Increasing TP concentrations resulted in the downregulation of Bcl-2 and Bcl-xl which are anti-apoptotic proteins of the Bcl-2 family. Downregulation of Bcl-2 or Bcl-xl affects mitochondrial function. Upregulation of Bax causes the release of cytochrome c through oligomerization from the cytosol to the mitochondrial outer membrane. Bim accelerates this process by inhibiting anti-apoptotic proteins such as Bcl-2 or Bcl-xl. The release of cytochrome c activates caspase-9, and cleaved caspase-9 further activates caspase-3. Finally PARP is cleaved into its active form resulting in DNA damage. Disruption of mitochondrial function by the intrinsic apoptosis pathway was observed. On the other hand, activation of caspase-8 is most likely associated with the stimulation of cell surface death receptors such as tumor necrosis factor receptors (TNF-R). Active caspase-8 directly cleaves caspase-3 to induce apoptosis. Furthermore, Bid is cleaved by active caspase-8 into tBid, which becomes an integral membrane protein in mitochondria and recruits Bax from the cytosol to the outer membrane, eventually causing the release of cytochrome c.
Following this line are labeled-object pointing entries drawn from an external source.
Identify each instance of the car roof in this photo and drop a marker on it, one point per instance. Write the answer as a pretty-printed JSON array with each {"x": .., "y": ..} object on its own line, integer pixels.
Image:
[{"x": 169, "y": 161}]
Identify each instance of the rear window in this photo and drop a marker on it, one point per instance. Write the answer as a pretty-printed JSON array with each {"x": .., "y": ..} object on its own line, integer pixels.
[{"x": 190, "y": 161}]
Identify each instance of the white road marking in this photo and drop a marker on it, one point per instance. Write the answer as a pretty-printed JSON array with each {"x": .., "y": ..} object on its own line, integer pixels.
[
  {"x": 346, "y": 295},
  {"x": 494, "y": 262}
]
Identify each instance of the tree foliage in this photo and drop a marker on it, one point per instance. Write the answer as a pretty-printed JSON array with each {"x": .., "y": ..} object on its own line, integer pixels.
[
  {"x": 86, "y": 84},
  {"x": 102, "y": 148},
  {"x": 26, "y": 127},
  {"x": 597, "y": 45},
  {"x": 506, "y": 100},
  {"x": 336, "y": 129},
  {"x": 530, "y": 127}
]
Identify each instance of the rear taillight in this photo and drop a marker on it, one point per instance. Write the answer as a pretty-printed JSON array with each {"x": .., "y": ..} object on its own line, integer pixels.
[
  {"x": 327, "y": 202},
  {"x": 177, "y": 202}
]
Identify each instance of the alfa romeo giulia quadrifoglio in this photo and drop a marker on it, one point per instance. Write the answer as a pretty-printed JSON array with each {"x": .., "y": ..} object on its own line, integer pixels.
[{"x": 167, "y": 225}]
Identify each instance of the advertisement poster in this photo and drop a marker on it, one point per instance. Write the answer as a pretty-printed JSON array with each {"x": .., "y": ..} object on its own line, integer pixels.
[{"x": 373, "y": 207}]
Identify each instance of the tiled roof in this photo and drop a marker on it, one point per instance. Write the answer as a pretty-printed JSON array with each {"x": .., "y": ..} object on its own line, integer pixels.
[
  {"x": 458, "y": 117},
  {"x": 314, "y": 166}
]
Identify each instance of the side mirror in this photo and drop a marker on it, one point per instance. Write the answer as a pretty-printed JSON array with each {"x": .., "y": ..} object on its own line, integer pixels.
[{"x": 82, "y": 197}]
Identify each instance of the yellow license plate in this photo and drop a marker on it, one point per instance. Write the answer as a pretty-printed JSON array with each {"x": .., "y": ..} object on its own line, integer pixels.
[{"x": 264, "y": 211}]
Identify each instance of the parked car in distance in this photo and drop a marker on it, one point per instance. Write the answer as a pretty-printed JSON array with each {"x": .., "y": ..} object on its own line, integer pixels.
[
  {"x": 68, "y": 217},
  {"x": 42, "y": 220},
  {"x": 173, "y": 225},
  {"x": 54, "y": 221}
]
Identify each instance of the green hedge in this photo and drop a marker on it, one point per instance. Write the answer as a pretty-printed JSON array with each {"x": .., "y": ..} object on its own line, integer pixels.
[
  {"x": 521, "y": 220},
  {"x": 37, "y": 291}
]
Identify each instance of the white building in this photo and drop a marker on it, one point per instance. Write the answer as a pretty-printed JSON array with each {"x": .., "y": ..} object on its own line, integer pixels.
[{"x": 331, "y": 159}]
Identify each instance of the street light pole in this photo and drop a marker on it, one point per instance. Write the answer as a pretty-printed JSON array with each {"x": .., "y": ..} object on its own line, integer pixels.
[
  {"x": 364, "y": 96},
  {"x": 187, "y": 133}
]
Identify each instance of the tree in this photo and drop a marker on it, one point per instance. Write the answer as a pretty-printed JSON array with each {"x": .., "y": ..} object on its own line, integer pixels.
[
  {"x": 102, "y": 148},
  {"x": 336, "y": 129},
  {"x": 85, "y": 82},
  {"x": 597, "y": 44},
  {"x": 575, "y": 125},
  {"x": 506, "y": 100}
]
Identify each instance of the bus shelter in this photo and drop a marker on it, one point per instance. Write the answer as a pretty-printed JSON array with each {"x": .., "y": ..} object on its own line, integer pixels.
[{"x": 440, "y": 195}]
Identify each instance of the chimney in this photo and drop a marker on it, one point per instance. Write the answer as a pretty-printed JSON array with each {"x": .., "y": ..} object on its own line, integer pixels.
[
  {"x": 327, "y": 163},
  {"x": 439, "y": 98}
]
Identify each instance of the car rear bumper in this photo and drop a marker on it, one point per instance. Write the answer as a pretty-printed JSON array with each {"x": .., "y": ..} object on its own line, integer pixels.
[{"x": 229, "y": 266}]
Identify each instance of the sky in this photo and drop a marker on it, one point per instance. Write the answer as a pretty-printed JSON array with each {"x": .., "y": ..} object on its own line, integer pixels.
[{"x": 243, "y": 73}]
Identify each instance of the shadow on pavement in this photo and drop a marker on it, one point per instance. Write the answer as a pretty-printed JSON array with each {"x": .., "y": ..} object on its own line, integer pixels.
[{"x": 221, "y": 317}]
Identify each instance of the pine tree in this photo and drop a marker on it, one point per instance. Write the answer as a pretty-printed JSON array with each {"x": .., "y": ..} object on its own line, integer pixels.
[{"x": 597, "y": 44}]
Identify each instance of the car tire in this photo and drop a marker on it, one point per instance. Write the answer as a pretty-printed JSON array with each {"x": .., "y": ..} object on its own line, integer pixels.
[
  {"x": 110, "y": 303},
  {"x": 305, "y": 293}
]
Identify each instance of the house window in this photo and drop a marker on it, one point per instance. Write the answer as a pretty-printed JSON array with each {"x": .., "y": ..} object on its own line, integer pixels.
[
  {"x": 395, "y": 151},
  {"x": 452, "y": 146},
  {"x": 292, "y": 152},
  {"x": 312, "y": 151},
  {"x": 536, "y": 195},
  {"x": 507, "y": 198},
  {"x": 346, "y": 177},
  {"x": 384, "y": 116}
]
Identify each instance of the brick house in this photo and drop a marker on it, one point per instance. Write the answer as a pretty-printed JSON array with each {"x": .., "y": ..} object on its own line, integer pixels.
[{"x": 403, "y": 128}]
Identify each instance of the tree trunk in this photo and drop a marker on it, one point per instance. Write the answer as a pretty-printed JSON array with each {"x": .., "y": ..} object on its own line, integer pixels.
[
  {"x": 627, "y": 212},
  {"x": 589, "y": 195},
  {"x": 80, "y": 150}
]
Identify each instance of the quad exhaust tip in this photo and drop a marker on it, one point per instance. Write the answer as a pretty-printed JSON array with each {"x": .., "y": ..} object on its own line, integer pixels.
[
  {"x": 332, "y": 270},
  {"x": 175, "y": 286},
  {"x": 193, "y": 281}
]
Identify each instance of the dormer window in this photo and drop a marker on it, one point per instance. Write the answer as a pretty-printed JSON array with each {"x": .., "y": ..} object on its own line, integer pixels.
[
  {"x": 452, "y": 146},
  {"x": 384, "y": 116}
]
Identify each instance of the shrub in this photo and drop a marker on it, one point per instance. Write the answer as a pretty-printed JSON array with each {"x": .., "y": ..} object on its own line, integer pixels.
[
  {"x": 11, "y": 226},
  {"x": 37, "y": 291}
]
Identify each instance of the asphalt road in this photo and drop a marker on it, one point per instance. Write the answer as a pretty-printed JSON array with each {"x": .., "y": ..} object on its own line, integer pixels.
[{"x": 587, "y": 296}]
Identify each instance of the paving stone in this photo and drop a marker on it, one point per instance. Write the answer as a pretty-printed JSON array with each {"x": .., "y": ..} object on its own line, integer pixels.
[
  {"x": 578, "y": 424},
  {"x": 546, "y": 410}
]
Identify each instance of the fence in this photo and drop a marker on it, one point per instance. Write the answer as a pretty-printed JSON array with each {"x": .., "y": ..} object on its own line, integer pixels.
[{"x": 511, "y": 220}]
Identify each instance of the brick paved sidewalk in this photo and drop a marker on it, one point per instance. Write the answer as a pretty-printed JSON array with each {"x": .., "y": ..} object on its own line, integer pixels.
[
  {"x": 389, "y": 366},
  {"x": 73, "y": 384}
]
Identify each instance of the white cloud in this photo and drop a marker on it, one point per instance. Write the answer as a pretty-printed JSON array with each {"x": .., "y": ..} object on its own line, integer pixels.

The results showed that the TP induced apoptosis through the intrinsic and extrinsic pathways (Fig. 5).

Tumor volume was measured every 7 days in a PBS control group and a TP-treated group (100 mg/kg by intraperitoneal injection once daily for 21 days). After 7 days, the tumors in the control group began to grow rapidly. Measurements at 14 days showed a significantly greater tumor volume in the control group than in the TP group (P=0.005) (Fig. 6A). Mice were sacrificed at the end of treatment after 21 days. Tumors were harvested, weighed and photographed. The results showed that the tumor volume (P=0.017) and weight (P=0.004) were reduced in the TP group (Fig. 6A-C). Tumors were fixed and embedded with paraffin, and the SP immunohistochemistry method was used to examine relative protein expression (Fig. 6D). Downregulation of PCNA and Ki67 in the TP group indicated the inhibition of tumor cell proliferation. Upregulation of Bax and downregulation of Bcl-2 probably enhanced the permeabilization of the mitochondrial membrane. The release of cytochrome c eventually induced apoptosis in the tumor.